Marianne Pinhoe is looking forward to the summer holidays, because she'll have time to work on her story about Princess Irene. Unfortunately, her grandmother -- Gammer Pinhoe, the head of the clan -- has other ideas. Gammer has been acting oddly of late, and the rest of the family suspect she's quite mad. Marianne isn't convinced, though Gammer's escalation of the old feud between Pinhoes and Farleighs is certainly not the work of a sane woman.
Gammer sends Marianne's brother Joe to work, and spy, at Chrestomanci Castle, where he ends up befriending Chrestomanci's son Roger: all well and good as far as Cat Chant is concerned, since it keeps Roger out of his way. Cat's found a huge, ancient egg in Wood House, where Gammer used to live: found it despite a quantity of 'Don't Notice' spells surrounding it. And the thing about eggs -- however well hidden they may be -- is that they hatch.
There's a lot of mayhem, magical and mundane, in this novel: and some of the magic is pretty dark stuff. (Mr Farleigh, the gamekeeper, nails dead animals to the fence as a warning, but there's a nastier purpose too. And hang on, isn't it quite a long time since the Castle needed a gamekeeper? And what happened to Gammer Pinhoe's husband? And why do the roads that lead away from the Castle not lead anywhere?)

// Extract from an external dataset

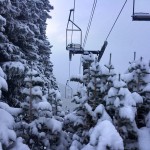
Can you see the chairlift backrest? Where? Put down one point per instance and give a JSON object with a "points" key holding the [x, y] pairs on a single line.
{"points": [[70, 45]]}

There are a few things that niggle about this novel. How old is Cat? He seems very mature, and considerably more confident and assured than in Charmed Life, but I think he's the same age as Roger and Julia, and they behave much more childishly. And is Irene, Jason's wife, any relation to the Princess Irene that Marianne's writing the story about? (She does seem to break the mould, being a young woman -- rather than a girl -- who's a genuinely nice person, and on the right side: others have remarked on the lack of such characters in Jones' books.)
Niggles aside, I enjoyed this very much: there's space for Marianne, Joe and Cat to discover and demonstrate their talents, and the depiction of Gammer's decline is realistically unpleasant and unsentimental. Plenty of elements from fairytale, legend and myth; and I'm fairly sure I detect a general air of homage to E. Nesbit.